- Starting too late
- Paying high fees
- Investing Emotionally
- Using a one-size-fits-all plan
- Not taking taxes into consideration
- Overly Risky Investing
► Starting Too Late
The time to start is now. The power of compound interest is astounding – the earlier you take advantage the more it will work for you. If you start out earlier, you can start with less, invest less and still end up making more than if you started out later.
► Paying High Fees
Broker’s commissions can negate all of the hard-earned interest that you have accumulated. Don’t let this happen to you – pay attention to what you are being charged. The more you pay, the less you keep.
► Investing Emotionally
Successful investing consists of planning and reason. Once emotion gets involved, it can ruin all of the planning and reason that you had used to construct your investment strategy. Keep using the strategies that have consistently made people rich over the years, don’t look to follow the new and exciting strategies that haven’t yet stood the test of time.
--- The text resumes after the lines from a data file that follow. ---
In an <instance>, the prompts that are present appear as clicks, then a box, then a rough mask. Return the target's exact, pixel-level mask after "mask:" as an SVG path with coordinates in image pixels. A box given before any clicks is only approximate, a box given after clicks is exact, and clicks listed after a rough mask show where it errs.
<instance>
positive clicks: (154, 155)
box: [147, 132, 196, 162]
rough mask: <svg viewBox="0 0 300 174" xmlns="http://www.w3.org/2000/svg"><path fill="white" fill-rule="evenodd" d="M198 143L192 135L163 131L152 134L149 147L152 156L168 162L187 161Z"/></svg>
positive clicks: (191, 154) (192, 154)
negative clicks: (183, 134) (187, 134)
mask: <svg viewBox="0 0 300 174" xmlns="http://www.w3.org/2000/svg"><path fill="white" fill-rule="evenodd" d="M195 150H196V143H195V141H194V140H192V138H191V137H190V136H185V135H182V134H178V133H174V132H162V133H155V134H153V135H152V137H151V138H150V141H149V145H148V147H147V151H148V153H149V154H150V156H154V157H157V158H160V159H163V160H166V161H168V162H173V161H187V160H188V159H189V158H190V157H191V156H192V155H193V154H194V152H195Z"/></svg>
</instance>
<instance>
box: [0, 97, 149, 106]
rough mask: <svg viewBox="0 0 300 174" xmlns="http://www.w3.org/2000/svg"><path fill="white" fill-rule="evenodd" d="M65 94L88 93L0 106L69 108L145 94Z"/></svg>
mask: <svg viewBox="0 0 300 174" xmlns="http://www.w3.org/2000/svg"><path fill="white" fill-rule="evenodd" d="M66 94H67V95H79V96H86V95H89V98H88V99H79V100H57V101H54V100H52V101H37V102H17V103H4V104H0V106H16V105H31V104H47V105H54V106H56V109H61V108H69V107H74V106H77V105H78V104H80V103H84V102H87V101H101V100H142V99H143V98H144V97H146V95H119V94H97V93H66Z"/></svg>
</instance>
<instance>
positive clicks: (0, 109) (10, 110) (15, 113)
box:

► Using a One-Size-Fits-All Plan
Your individual needs should trump any ideas of blindly following any plan. Keep an account of how much risk you are willing to take, and what your time frame is. Your portfolio should match your needs.
► Not Taking Taxes Into Consideration
The net profits from stocks are taxable as capital gains. Being in a tax-deferred investment account will stop this from eating away at your savings.
Being extremely risky can pay off big time, but it can also leave you with a diminished nest egg it you gamble wrong. There are many great investments that offer decent returns without putting your funds in excessive danger.